Our MVP needs to be constant adaptation based on:
Learning meanwhile delivering with our users.
Deploy rapid adaptations as we learn from our users.
Heavy use GetStream
Building a social network-like solution might consume all the company resources. We must not take that path. We’re not innovating the social network ecosystem. We are filling the need for a community to have a space to talk about X topic.
We will leverage our product features up to the getstream features.
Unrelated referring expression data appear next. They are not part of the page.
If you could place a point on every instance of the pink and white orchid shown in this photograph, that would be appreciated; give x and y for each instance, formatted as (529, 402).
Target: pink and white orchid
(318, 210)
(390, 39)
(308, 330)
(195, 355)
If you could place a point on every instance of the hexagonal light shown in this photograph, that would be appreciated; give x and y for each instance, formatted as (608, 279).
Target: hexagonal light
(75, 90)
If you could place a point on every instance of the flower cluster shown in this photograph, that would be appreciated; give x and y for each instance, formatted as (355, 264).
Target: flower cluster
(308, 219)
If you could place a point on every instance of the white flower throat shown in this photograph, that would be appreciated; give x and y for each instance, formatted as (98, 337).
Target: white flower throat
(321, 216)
We will not customize their product.
Deploy aggressively, recover fast and externalize brutally
We need the shortest deployment cycles and infrastructure maintenance, so the developer team focuses on the product and not infra.
Heavy use AWS products.
ECS Fargate to deploy our monolith
RDS as managed PostgreSQL service
DynamoDB and Lambda to record events. See code here
Automate repetitive work as much as we can.
GitHub Actions with Continuous Delivery Pipeline
Terraform for IaC
Heavy use of Django and Django Restframework build-in solutions
In case of doubt, do a CRUD without logic until proven to be needed
Feature Flags for rapid experimentation
Use a Feature Flag system, like split.io, to leverage rapid experimentation safely.
Measure as much as we can about user behavior with Mixpanel. Each interaction that can help us validate our business hypothesis must be measured.
How did it go?
We couldn’t prove or dismiss our business hypothesis based on user engagement. BUT! We proved that running a custom solution to serve a niche community was more expensive than anticipated.
In terms of timings:
September 2020. Lean Inception + Development Started
October 2020. Functional beta
November 2020. Product lunched 🚀
February 2021. Product discontinued
IMHO, it was a success to know and learn that much in that short period of time. Imagine if you don’t:
Externalize the Social Feed User Needs
You build everything in-house, requiring more developers, time, and funding
You don’t measure and challenge your business-hypothesis
That’s why Strategy is so important! Focus on the high-stake situation! Which, in our case, was building something that nobody needed.